Un accord très déséquilibré pour l'UE désormais acté
Les Européens viennent justement de rencontrer il y a quelques jours à Bruxelles Howard Lutnik et Jamieson Greer, respectivement Secrétaire américain au Commerce et Représentant spécial pour le même sujet. L'accord très déséquilibré en notre défaveur de juillet dernier, symbole de notre bien triste recul géopolitique, est désormais acté, avec des droits de douane de 15% sur les produits européens entrant aux Etats-Unis. Un tarif qui n'a de «réciproque» que le nom… La discussion devient plus granulaire : les Américains consentent à abaisser vis-à-vis de nous les droits sur l'acier et l'aluminium (mais je répète qu'il s'agit là d'une fausse concession, car il est dans leur intérêt de le faire pour lutter contre les tensions inflationnistes aux Etats-Unis…) contre la réduction des protections européennes dans le numérique. Là encore, les enjeux paraissent déséquilibrés en défaveur de l'Europe. Mais nous ne sommes plus à une asymétrie près ! L'Europe continue à brandir la menace de son dispositif «anti-coercition» (exclusion des marchés publics, représailles relatives aux services y compris bancaires et financiers…) sans trop y croire elle-même.
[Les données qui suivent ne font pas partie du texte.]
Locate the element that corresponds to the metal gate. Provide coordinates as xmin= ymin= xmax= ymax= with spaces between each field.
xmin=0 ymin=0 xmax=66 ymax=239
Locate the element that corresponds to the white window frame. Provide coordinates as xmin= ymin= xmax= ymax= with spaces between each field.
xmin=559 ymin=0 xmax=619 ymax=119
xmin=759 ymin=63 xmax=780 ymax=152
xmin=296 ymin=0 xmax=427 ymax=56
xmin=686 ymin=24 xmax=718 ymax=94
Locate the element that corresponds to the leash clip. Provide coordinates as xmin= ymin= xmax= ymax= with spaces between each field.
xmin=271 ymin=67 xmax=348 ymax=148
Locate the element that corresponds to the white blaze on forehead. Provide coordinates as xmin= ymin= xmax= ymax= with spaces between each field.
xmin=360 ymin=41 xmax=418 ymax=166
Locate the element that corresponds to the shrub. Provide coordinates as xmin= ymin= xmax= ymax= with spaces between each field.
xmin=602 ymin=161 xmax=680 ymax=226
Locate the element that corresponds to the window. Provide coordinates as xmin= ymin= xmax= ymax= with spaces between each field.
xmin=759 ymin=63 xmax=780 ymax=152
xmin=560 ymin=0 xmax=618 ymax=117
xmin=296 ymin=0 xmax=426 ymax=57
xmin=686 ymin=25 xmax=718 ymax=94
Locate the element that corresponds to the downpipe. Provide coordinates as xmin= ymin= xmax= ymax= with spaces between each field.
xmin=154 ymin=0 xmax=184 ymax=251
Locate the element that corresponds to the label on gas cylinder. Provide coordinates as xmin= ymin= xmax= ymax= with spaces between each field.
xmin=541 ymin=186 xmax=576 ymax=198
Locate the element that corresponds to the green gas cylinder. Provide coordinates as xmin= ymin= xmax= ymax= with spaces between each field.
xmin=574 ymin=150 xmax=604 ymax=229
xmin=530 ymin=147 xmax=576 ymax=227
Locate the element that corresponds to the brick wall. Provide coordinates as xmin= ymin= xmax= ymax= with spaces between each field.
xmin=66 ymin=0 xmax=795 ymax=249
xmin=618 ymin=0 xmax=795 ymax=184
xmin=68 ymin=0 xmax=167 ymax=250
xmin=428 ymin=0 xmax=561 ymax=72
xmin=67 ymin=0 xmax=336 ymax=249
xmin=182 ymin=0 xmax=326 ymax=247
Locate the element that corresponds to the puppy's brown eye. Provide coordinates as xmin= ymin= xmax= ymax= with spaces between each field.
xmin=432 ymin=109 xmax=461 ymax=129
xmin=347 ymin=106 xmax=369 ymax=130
Face au protectionnisme américain, la Chine accroît ses exportations vers l'Europe. A nous de nous départir d'une naïveté souvent confondante, en actualisant nos relations commerciales avec les Chinois sur une base moins déséquilibrée. L'acier en fournit une illustration brûlante avec les défis qui assaillent ArcelorMittal : l'UE ne devra pas hésiter à appliquer un tarif douanier élevé (jusqu'à 50%) sur ses importations d'acier en provenance de Chine, sauf à aborder le sujet dans le cadre d'un paquet plus global.
La montée du bilatéralisme, conçu souvent par Donal Trump comme du pur unilatéralisme, signale la fragmentation présente de l'économie mondiale mais aussi l'impuissance totale de l'OMC, qui date au moins de la présidence Obama. De ce côté-là, nous ne retrouverons pas de sitôt un arbitre efficace et crédible des conflits commerciaux internationaux.
Trump pousse le dollar à la baisse
Pour la plus grande satisfaction du président américain, le volet monétaire conforte à court terme le jeu des tarifs douaniers. Car, en accélérant le recul des taux d'intérêt américains par une pression indécente sur les décisions de la Fed, Donald Trump pousse le dollar à la baisse.
Tant que les capitaux étrangers continuent à financer sans trop d'exigences financières les considérables déficits jumeaux américains (déficit budgétaire et déficit extérieur), le scénario est gagnant pour les Etats-Unis, d'autant plus qu'il s'accompagne d'une promotion sans limites des stablecoins en dollars censés renforcer le rôle international du billet vert.
Mais la dépréciation du dollar pourrait, dès les prochains trimestres, se révéler un jeu dangereux si elle atteint un seuil à partir duquel les créanciers des Etats-Unis prennent peur et exigent alors des primes de risque conséquentes, c'est-à-dire des taux d'intérêt vraiment élevés de la part du Trésor américain.